I made a conscious effort to appreciate the greenery where we live, breathing the fresh air until my lungs were full. In doing so, I simultaneously breathed in the scent of curry cooking in another’s kitchen, roses in a front garden, and the pungency of other…herbs…as they waft into the street. My husband and I flow into our conversational rhythm, sometimes cacophonous and other times, the most comfortable silence. As we reach the top of our village, looking out at London’s unpolluted skyline, we pause for a few moments. My surroundings are as still as my mind.
For those of us with able bodies, walks are one of life’s simplest joys we have at our disposal, anyplace, anytime – and it seems a shame to neglect having access to such a thing. You don’t need a reason to go on one, nor do you need to travel to a park ‘appropriate’ for one. When we visit the US, I often walk around my old neighbourhood, albeit a bit nostalgically, and wonder, ‘why wasn’t I doing this before?’

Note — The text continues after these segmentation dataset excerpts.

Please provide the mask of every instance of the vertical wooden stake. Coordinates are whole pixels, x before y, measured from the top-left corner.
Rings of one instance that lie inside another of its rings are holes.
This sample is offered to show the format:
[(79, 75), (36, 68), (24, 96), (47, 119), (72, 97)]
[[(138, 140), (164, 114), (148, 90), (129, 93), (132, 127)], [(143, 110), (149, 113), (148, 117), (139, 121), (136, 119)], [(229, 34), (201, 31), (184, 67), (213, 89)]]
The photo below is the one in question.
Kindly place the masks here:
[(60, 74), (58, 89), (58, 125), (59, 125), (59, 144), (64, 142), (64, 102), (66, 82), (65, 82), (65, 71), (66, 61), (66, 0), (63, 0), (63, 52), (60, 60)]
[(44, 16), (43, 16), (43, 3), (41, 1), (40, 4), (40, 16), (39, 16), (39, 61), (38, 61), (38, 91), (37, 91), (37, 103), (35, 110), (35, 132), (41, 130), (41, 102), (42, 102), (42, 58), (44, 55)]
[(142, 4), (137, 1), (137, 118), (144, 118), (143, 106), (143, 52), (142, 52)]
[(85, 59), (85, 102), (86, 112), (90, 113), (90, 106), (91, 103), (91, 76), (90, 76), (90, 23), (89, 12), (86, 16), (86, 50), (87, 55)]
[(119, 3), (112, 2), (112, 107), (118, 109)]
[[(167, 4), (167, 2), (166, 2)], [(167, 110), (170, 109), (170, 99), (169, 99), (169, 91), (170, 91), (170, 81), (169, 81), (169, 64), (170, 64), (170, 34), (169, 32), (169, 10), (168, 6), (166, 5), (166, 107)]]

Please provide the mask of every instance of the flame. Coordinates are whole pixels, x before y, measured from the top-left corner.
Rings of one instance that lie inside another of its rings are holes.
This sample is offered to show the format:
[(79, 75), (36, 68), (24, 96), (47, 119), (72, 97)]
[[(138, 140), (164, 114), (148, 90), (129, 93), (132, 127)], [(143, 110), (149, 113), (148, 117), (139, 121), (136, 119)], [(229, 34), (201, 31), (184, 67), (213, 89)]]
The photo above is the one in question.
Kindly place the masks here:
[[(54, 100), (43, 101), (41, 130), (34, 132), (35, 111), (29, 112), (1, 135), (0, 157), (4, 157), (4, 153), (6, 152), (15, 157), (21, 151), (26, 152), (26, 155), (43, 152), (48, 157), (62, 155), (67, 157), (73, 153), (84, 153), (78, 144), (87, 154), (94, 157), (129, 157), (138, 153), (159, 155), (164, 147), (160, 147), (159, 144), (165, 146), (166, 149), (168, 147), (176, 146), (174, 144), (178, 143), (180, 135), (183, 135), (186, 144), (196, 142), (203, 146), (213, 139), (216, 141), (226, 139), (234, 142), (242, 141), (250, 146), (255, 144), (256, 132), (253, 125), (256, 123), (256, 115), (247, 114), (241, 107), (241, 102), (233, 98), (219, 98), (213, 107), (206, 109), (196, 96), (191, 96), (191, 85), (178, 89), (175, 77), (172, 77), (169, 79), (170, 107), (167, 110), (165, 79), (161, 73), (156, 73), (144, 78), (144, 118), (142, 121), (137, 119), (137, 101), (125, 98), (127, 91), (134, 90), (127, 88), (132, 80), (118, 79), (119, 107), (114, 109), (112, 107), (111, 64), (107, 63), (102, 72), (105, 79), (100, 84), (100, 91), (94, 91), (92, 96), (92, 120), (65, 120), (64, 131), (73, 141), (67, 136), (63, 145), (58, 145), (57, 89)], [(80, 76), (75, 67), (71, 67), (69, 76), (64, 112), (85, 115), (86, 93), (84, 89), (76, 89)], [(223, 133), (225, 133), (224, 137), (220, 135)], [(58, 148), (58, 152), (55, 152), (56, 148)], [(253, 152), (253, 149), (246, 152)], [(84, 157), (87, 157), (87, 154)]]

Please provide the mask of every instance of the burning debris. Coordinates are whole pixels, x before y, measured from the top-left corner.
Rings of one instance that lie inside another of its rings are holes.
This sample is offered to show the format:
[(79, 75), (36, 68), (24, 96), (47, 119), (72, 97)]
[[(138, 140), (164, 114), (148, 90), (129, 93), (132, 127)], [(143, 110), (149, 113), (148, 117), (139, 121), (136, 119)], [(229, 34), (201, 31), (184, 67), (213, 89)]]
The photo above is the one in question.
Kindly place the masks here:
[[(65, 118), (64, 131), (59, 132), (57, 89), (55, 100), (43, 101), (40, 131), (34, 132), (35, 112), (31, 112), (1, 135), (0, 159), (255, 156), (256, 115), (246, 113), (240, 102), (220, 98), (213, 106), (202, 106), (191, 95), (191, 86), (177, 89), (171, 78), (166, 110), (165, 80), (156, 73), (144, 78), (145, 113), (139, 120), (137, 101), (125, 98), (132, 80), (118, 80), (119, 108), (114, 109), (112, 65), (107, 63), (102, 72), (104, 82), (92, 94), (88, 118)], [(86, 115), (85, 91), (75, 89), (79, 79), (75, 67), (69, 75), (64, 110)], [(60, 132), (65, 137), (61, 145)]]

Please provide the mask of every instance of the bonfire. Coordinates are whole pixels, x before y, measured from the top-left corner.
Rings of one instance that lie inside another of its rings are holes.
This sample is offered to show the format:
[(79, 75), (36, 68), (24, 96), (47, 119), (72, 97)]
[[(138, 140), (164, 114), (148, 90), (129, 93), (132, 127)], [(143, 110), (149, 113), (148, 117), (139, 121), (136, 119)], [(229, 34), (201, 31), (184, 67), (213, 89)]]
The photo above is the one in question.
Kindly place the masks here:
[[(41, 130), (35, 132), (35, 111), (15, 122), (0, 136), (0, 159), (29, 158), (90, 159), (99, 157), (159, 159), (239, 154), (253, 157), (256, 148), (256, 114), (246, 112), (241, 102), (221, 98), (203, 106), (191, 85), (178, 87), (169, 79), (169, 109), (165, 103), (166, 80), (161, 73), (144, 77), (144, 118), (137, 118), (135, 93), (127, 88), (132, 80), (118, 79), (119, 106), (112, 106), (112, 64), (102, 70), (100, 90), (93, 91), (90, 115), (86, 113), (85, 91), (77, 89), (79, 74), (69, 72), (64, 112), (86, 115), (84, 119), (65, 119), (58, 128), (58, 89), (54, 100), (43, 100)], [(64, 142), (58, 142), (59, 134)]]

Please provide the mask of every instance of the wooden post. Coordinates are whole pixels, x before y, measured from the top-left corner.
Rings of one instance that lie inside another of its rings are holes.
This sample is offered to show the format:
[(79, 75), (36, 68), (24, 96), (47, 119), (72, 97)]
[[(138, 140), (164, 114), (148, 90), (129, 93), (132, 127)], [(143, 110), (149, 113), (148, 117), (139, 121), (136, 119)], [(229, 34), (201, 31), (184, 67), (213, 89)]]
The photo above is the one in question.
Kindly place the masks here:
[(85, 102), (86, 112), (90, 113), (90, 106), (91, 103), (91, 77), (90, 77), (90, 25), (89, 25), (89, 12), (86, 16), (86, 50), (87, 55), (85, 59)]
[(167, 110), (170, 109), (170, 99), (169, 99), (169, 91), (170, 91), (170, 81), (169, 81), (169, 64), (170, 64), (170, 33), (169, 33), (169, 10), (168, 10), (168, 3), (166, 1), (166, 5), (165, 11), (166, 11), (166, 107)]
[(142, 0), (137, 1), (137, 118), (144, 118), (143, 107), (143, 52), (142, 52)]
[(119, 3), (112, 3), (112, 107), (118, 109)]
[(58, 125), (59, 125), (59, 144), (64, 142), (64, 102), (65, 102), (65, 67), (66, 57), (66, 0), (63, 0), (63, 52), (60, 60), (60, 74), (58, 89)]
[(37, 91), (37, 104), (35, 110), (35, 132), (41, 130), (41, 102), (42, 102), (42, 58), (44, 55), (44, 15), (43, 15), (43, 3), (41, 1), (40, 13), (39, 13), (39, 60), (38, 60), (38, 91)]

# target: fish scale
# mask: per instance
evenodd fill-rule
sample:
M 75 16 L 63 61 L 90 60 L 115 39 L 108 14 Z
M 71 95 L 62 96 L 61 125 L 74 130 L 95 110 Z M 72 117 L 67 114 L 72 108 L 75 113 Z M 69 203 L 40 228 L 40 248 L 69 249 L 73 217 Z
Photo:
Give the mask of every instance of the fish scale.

Walking can alleviate a mind frenzied by anger, anxiety, sadness, overwhelm. It can change your perspective on days when you’re feeling demotivated, uninspired, or, for lack of better terms, like sh*t. It can give you the clarity you might have been yearning for by enabling mindfulness. There’s no right or wrong way to do it, so long as you keep your senses engaged, phone in your damned pocket, and chin up.